According to the official Python docs at HOWTO Fetch Internet Resources Using urllib2, "the default handlers handle redirects (codes in the 300 range)".
Is python handling this incorrectly (presumably because of the unexpected XML in the response), or am I doing something wrong? I've watched in Wireshark and the response comes back exactly the same to python's request as it does to me using a web client. In debugging, I don't see the XML being captured anywhere in the response object.
Thanks for any guidance.
Edit: Sorry for not posting the code initially.
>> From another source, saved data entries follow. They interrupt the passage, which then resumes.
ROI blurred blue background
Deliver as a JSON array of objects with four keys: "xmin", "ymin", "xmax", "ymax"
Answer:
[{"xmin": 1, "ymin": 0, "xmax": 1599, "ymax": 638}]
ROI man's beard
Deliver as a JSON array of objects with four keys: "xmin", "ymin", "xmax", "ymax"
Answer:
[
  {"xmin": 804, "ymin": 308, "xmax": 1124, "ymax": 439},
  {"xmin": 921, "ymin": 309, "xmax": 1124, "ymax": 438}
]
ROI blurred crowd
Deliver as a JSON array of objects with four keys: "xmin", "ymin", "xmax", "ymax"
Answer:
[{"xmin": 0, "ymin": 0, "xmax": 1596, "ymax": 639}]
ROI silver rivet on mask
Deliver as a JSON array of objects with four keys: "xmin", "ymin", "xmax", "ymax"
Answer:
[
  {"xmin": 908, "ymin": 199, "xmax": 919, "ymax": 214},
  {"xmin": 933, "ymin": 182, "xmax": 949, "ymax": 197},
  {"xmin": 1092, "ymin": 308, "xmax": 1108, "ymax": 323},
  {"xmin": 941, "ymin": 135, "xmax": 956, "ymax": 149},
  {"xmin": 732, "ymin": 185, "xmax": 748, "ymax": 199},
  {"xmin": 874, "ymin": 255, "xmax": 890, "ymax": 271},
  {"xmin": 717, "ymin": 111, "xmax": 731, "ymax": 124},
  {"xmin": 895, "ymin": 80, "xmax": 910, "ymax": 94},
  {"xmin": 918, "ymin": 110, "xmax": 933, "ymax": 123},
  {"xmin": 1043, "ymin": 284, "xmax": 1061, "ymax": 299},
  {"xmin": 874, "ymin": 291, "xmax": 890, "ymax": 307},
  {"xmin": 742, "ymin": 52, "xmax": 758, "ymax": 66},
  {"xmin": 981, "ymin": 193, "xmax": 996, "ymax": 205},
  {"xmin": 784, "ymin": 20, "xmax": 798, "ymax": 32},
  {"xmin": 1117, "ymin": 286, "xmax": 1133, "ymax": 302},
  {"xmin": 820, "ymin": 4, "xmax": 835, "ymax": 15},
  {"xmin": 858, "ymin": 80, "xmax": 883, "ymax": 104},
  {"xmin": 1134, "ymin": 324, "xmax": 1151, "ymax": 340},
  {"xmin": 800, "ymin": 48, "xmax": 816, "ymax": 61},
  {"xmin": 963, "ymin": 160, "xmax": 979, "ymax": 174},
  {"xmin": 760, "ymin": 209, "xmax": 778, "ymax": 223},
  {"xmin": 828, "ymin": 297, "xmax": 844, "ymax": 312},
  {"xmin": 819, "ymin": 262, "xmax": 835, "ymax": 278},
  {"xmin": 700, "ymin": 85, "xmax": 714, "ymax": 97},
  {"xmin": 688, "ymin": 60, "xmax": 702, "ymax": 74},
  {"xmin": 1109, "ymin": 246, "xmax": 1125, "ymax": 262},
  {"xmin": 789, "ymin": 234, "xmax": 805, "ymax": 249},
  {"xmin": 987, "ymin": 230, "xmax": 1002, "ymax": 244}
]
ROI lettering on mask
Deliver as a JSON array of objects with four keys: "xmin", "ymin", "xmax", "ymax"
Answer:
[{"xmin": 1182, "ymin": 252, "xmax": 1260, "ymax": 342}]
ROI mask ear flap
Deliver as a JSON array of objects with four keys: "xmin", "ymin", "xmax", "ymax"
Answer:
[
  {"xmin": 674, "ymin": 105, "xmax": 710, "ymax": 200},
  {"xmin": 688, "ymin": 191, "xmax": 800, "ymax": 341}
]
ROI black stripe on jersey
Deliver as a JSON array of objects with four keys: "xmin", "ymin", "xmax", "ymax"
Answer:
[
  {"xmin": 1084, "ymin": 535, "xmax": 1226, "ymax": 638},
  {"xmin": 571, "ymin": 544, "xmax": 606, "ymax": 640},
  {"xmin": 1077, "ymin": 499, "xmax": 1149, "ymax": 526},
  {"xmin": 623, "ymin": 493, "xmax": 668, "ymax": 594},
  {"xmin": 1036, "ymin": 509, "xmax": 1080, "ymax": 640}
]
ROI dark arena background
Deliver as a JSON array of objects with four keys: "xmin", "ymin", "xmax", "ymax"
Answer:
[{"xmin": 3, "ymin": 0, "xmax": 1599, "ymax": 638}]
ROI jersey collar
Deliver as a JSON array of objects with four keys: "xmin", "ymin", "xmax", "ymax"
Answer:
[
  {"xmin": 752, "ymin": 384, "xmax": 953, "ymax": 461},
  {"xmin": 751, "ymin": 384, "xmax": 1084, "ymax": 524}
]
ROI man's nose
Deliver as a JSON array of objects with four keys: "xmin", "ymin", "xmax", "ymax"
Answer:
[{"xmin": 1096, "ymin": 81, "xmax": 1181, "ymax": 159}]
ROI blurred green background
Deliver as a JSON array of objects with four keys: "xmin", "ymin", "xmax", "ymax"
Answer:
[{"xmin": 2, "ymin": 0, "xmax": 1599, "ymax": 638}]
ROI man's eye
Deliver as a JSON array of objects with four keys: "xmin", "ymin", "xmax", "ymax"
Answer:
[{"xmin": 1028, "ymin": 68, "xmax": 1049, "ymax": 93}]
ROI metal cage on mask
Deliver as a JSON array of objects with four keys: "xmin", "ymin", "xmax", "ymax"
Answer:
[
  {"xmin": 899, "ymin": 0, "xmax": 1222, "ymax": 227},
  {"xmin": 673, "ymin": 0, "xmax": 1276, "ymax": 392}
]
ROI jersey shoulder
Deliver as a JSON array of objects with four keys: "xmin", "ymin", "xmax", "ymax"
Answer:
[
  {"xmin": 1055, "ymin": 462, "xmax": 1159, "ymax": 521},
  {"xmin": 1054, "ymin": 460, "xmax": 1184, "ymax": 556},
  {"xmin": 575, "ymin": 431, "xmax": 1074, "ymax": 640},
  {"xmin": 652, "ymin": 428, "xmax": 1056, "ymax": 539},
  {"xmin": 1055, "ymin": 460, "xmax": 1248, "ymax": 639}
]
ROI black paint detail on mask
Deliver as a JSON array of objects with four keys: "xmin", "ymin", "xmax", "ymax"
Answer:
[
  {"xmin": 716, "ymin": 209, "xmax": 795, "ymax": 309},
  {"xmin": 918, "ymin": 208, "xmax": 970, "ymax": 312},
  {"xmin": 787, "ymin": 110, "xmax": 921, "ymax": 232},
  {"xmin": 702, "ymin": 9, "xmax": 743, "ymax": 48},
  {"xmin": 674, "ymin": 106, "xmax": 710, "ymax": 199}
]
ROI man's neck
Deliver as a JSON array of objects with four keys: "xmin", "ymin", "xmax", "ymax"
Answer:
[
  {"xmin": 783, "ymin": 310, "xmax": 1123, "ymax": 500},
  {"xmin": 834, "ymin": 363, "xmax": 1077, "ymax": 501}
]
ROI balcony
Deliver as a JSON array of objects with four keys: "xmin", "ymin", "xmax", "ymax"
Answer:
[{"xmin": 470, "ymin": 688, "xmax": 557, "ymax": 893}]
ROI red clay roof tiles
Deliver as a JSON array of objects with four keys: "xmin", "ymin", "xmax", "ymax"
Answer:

It's nothing special, literally just this -
import urllib2, httplib
request = urllib2.Request(site)
response = urllib2.urlopen(request)
You are better off using the requests
library. requests
handle redirection by default : http://docs.python-requests.org/en/latest/user/quickstart/#redirection-and-history
import requests
response = requests.get(site)
print(response.content)
I don't get the problem with urllib2, I tried to look into the documentation https://docs.python.org/2/library/urllib2.html but it doesn't look intuitive.
It seems that in Python3, they refactored it to make it less a burden to use, but I am still convinced that requests
is the way to go.
Note The urllib2 module has been split across several modules in Python 3 named urllib.request and urllib.error. The 2to3 tool will automatically adapt imports when converting your sources to Python 3.